Zing Forum

Reading

CMML: A Context-Driven Missing-Modality Learning Framework for Robust Medical Diagnosis

This article introduces the CMML framework, which addresses the problem of missing multimodal data in medical diagnosis using a cascaded residual Transformer autoencoder and learnable context tokens. It outperforms state-of-the-art methods on three datasets: skin lesions (Derm7pt), eye diseases (ODIR), and meningiomas (MEN).

多模态学习缺失模态医学诊断Transformer对比学习自编码器皮肤病变眼底疾病
Published 2026-05-25 23:44Recent activity 2026-05-26 14:51Estimated read 6 min
CMML: A Context-Driven Missing-Modality Learning Framework for Robust Medical Diagnosis
1

Section 01

Introduction: CMML Framework Empowers Robust Medical Diagnosis

This article introduces the Context-driven Missing-Modality Learning (CMML) framework, which addresses the challenge of missing modalities in medical diagnosis through innovative designs such as the Cascaded Residual Transformer Autoencoder (CRTA) and learnable context tokens. The framework outperforms state-of-the-art methods on three datasets: skin lesions (Derm7pt), eye diseases (ODIR), and meningiomas (MEN).

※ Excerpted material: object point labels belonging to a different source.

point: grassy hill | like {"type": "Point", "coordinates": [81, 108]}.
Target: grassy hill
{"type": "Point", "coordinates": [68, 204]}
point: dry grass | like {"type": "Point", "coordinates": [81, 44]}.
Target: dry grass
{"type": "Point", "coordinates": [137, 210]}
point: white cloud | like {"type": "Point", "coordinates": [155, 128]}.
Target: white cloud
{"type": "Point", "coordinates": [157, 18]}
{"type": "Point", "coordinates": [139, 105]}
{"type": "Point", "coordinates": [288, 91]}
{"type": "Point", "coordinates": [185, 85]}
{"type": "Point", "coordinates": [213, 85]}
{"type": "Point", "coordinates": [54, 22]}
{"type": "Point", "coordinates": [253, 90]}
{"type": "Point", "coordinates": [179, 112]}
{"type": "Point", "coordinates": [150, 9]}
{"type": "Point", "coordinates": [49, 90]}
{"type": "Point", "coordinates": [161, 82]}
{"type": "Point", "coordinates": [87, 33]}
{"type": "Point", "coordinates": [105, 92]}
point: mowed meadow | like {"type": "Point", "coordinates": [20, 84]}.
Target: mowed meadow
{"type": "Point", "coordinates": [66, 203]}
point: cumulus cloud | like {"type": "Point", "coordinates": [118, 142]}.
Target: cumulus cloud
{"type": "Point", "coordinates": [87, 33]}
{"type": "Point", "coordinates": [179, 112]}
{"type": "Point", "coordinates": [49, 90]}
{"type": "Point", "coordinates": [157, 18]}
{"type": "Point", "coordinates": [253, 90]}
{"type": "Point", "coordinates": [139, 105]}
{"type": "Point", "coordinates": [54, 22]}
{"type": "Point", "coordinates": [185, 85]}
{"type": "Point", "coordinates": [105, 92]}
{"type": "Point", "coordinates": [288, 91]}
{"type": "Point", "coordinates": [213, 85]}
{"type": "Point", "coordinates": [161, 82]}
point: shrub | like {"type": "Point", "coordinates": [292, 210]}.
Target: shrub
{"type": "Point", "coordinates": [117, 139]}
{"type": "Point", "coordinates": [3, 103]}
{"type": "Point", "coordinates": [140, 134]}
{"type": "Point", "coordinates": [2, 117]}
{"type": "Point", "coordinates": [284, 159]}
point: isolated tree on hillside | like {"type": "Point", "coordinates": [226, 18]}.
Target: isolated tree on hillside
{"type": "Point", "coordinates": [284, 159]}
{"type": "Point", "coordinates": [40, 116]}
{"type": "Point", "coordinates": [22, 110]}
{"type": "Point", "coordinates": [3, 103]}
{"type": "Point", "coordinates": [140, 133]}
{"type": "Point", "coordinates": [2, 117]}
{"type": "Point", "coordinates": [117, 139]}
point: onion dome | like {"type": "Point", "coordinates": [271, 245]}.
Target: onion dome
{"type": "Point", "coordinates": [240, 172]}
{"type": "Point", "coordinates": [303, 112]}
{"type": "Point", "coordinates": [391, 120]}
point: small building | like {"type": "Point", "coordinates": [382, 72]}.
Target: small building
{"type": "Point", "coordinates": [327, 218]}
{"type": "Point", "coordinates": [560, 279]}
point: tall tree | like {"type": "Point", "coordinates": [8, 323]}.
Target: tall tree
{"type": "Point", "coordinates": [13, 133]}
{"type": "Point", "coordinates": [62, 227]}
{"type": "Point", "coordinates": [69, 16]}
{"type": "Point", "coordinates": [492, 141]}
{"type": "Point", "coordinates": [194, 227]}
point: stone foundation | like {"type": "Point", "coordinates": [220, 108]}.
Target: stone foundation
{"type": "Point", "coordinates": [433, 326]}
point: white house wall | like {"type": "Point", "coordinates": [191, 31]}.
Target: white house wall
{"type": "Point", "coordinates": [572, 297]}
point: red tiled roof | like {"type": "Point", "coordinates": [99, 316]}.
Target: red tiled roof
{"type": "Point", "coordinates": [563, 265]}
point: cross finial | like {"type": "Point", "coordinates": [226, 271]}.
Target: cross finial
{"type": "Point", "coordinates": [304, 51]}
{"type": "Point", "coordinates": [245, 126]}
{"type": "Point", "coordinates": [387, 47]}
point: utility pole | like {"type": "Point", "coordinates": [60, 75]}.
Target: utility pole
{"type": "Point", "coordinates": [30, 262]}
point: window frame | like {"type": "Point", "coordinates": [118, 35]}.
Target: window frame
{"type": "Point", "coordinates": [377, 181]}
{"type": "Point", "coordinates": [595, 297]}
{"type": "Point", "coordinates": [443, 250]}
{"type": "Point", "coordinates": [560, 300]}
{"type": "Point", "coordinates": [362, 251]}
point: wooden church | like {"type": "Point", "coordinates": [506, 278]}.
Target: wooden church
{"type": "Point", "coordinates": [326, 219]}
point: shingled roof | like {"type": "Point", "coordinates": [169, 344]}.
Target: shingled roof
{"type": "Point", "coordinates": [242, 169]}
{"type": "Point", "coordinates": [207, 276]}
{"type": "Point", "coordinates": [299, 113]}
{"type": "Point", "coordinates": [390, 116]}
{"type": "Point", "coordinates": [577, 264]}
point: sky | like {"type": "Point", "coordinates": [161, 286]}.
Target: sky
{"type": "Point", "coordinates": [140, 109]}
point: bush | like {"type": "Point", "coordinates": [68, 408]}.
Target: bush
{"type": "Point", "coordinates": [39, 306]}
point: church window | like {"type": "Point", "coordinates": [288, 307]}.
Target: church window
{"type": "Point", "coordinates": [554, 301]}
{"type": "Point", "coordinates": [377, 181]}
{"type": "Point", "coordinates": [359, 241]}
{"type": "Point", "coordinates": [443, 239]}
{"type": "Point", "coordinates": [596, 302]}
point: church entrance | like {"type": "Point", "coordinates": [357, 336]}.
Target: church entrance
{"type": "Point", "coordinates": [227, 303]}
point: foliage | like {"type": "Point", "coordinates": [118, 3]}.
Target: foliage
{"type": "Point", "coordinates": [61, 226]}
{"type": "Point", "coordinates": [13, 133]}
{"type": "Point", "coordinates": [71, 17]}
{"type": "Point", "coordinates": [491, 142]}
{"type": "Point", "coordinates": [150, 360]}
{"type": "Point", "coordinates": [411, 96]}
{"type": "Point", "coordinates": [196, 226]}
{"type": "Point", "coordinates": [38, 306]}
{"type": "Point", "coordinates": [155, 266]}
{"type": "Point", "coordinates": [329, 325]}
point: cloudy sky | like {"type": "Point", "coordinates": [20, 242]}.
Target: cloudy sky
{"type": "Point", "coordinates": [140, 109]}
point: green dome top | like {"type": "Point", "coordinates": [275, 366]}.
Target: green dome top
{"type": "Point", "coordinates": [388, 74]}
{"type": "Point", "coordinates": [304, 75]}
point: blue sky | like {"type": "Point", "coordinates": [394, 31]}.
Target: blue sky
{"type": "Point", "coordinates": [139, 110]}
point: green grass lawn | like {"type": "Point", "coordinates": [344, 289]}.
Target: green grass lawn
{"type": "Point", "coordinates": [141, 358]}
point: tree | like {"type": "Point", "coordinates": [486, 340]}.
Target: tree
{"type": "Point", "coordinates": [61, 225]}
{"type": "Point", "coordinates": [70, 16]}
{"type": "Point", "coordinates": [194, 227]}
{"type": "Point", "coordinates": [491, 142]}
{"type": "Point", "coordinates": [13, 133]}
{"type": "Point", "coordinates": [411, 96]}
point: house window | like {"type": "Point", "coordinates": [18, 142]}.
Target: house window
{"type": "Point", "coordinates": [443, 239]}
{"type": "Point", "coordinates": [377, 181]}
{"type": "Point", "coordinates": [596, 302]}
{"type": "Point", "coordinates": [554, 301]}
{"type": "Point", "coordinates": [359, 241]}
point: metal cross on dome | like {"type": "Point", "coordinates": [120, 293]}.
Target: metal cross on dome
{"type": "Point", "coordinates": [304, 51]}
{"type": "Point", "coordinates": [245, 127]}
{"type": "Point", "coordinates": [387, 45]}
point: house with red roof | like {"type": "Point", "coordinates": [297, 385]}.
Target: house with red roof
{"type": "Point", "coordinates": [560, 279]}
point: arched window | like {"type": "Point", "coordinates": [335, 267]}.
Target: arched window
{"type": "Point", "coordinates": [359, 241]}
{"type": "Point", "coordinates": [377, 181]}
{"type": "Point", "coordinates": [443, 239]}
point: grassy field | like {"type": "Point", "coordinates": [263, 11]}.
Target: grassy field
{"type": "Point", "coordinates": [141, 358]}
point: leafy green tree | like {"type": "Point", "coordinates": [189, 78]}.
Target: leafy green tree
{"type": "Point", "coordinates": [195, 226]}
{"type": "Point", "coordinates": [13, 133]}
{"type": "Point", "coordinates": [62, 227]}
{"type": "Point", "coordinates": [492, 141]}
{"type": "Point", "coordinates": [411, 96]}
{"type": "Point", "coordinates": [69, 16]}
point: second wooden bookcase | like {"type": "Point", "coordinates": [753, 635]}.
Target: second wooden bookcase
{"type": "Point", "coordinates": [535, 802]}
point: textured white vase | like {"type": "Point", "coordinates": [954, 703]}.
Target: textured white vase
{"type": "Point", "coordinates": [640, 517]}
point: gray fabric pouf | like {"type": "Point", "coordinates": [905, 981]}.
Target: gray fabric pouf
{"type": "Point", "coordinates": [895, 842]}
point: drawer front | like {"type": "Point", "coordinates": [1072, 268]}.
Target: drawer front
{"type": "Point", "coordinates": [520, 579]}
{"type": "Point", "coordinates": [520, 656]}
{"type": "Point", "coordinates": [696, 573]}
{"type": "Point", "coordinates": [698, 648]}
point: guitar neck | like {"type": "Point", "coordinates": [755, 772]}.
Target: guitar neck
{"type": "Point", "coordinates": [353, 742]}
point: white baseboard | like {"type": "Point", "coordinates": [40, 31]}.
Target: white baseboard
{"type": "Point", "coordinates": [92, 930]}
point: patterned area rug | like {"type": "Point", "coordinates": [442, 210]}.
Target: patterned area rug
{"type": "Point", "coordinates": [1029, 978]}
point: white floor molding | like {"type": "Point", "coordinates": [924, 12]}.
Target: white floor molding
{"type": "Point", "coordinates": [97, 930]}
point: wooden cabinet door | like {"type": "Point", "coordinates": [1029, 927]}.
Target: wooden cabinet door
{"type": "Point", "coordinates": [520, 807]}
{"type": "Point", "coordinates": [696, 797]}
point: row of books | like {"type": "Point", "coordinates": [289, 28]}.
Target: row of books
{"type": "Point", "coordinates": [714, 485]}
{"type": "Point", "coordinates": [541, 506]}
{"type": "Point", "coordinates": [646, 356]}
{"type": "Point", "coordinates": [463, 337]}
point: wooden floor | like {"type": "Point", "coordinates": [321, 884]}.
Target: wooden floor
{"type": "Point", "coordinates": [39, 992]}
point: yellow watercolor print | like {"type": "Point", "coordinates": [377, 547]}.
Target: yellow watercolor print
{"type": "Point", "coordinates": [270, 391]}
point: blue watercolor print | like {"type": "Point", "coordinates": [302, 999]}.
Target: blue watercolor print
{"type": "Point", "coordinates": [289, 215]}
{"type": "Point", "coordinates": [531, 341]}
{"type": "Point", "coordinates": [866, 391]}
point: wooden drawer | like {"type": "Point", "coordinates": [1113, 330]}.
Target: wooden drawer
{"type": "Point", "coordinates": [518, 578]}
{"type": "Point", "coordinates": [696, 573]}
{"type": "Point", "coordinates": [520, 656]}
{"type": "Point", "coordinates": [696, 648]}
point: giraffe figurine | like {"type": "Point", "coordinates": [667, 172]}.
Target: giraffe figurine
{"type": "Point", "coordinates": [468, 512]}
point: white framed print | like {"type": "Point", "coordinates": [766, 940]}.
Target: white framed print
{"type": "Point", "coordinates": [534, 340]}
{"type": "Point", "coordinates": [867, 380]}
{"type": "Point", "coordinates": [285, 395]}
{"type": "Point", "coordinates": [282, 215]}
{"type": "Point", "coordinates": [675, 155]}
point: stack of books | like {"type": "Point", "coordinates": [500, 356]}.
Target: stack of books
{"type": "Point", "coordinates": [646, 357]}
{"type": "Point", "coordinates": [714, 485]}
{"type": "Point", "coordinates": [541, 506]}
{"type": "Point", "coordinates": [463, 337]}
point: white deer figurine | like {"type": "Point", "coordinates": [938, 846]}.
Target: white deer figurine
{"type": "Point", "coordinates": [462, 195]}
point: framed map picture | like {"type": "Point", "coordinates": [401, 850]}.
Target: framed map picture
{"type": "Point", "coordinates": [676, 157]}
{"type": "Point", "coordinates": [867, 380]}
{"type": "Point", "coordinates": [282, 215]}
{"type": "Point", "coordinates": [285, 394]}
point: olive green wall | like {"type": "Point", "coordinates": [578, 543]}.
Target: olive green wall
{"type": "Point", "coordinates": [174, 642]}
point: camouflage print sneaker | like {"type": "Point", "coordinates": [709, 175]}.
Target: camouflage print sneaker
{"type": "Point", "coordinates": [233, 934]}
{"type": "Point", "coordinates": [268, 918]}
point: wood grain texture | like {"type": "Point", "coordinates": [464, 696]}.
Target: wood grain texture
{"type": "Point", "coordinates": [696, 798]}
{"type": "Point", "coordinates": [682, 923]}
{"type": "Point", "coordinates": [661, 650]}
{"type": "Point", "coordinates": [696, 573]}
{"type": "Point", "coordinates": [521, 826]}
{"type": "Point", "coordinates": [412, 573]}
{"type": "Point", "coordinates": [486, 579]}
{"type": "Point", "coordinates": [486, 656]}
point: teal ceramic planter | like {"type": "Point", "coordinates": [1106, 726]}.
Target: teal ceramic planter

Original Authors and Source

  • Original Author/Maintainer: arXiv authors
  • Source Platform: arXiv
  • Original Title: Context-driven Missing-Modality Learning for Robust Medical Diagnosis with Image-Tabular Data
  • Original Link: http://arxiv.org/abs/2605.25968v1
  • Source Publication/Update Time: 2026-05-25T15:44:26Z
2

Section 02

Dilemma of Missing Modalities in Medical Diagnosis and Limitations of Existing Methods

In modern medical practice, fusion of multimodal data (medical images + clinical tables) can improve diagnostic accuracy, but random modality missing exists in reality due to issues like equipment, cost, and patient compliance.

Limitations of existing methods:

  1. Directly discarding missing modalities: Loses valuable information and reduces diagnostic accuracy;
  2. Simple interpolation or synthesis: Fails to capture complex dependencies between modalities, leading to low synthesis quality;
  3. Modality-agnostic representation learning: Sacrifices modality specificity and lacks robustness.
3

Section 03

CMML Framework: Two-Stage Processing Flow

The core idea of the CMML framework is to use the overall semantic information of the dataset to guide missing modality synthesis and cross-modal alignment, adopting a two-stage strategy:

  1. Modality Synthesis Stage: Synthesize representations of missing modalities;
  2. Semantic Alignment Stage: Align all modality representations to a unified space.

This sequential design simplifies optimization difficulty and allows each stage to focus on its core task.

4

Section 04

CRTA Component: Innovative Design of Cascaded Residual Transformer Autoencoder

The core component for modality synthesis is the Cascade Residual Transformer-based Autoencoder (CRTA), whose key features include:

  1. Learnable Context Tokens: Serve as dataset-level semantic priors, interact with available modalities via attention mechanisms to infer missing modality features;
  2. Cascaded Residual Structure: Gradually refines features, and residual connections ensure effective gradient propagation;
  3. Modality-Specific Memory Bank: Stores typical modality patterns to provide references for synthesis.
5

Section 05

Instance-Adaptive Semantic Alignment: Unifying Multimodal Representation Space

After synthesizing missing modalities, it is necessary to unify heterogeneous representations into a semantic space:

  1. Instance-Adaptive Semantic Reference: Inject multimodal representations output by CRTA into context tokens, converting them into patient-specific knowledge as alignment guidance;
  2. Category-Aware Contrastive Refinement: Through contrastive learning, similar samples are brought closer while dissimilar ones are kept apart, enhancing the discriminability of representations.
6

Section 06

Experimental Validation: Performance Improvement on Three Medical Datasets

Researchers validated the effectiveness of CMML on three datasets:

  • Derm7pt (Skin Lesions): 1.26% increase in average AUC;
  • ODIR (Eye Diseases): 0.97% increase in AUC;
  • MEN (Meningioma Grading): 1.32% performance improvement.

All datasets achieved stable improvements, and a 1% increase in the medical field has significant clinical value.

7

Section 07

Technical Insights and Future Directions

Technical insights from CMML:

  1. Learnable context tokens demonstrate the value of dataset-level semantic priors;
  2. The phased strategy simplifies optimization of complex tasks;
  3. Instance adaptation connects global patterns with local features;
  4. Category-aware contrastive learning enhances representation discriminability.

Future directions: Expand to more modalities (genomics, electronic medical record text) and apply to fields like autonomous driving and multi-sensor fusion.